WASHINGTON – In congressional testimony last week,
Defense Secretary Donald Rumsfeld swore repeatedly
that he’d just “days” earlier learned that the uranium
charge President Bush made against Iraq six months ago
was bogus.
Defense Secretary Donald Rumsfeld |
Since then, he’s had to correct the record twice,
finally admitting he knew the allegation was false as
early as March – less than two months after Bush’s
now-controversial State of the Union speech and just
before the Iraq war started.
“When did you know that the reports about uranium
coming out of Africa were bogus?” asked Sen. Mark
Pryor, D.-Ark., at Wednesday’s Senate Armed Services
Committee hearing on “lessons learned” in Iraq.
“Oh, within recent days, since the information started
becoming available,” Rumsfeld replied.
“So right after the [State of the Union] speech, you
didn’t know that?” Pryor pressed.
“I’ve just answered the question,” Rumsfeld snapped.
Asked about it again, the defense secretary insisted:
“Do I recall hearing anything or reading anything like
that? The answer is as I’ve given it – no.”
But in a Sunday interview with NBC’s “Meet the Press”

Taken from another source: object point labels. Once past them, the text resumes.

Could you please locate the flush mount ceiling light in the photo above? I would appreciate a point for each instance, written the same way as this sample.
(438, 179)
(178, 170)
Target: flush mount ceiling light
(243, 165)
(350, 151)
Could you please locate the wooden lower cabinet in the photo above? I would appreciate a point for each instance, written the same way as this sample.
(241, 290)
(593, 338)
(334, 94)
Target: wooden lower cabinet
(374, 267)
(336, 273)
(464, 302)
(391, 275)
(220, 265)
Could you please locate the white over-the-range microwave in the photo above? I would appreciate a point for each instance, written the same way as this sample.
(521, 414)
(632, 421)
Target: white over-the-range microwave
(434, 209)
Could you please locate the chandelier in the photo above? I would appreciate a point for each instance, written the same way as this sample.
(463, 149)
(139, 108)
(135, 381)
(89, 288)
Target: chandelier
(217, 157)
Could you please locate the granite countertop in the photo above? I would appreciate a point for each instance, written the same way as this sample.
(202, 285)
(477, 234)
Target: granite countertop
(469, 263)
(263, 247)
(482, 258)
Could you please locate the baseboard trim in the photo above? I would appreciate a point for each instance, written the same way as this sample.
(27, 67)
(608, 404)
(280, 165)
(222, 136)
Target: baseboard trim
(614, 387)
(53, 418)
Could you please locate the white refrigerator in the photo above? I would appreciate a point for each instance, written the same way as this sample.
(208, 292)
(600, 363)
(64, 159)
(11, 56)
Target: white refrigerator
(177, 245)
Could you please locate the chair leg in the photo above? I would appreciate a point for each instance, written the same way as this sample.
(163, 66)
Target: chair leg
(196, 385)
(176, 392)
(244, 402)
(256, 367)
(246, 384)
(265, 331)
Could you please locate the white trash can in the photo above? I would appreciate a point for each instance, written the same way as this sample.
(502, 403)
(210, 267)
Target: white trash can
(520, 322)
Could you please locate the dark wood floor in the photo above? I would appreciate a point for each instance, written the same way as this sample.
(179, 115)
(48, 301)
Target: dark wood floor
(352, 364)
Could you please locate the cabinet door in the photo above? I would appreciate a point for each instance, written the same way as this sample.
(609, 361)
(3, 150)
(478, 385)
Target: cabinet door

host Tim Russert, Rumsfeld backpedaled from his
testimony.
Russert: “When Sen. Pryor asked you when did you know
that reports about uranium coming out of Africa were
bogus, you said, ‘Oh, within recent days.'”
Rumsfeld: “I should have said within recent weeks,
meaning when ElBaradei came out” with the revelation
that the allegation was baseless.
Mohamed ElBaradei, the head of the United Nation’s
International Atomic Energy Agency, told the U.N.
Security Council on March 7 that documents allegedly
showing Iraqi officials shopping two years ago for
uranium in Africa were forgeries. Bush used them in
his January speech to suggest Iraq had an active
nuclear-weapons program.
The documents had been given to U.N. inspectors by
British authorities. They were also reviewed by U.S.
intelligence.
The faked evidence has been described as a series of
letters between Iraqi agents and officials in the
central African nation of Niger. Officials easily
detected the counterfeiting through crude errors, such
the inclusion of names and titles that didn’t match up
with the officials who held office at the time the
letters claimed to have been written.
Both Rumsfeld and Bush’s National Security Adviser
Condoleezza Rice say they have never actually seen the
documents in the British dossier.
In another Sunday show, ABC’s “This Week,” which aired
later that morning, Rumsfeld further revised his story
to say he learned “months,” not weeks, ago of the
false charge.
Rumsfeld insists he hasn’t repeated the allegation
since learning it was false in March.
At the same time, however, he never tried to publicly
correct the record.
In fact, the White House, for its part, waited until
July 7 to correct the president’s statement – and
only after a British parliamentary commission
challenged the allegation. The White House quietly
acknowledged the error in a prepared statement.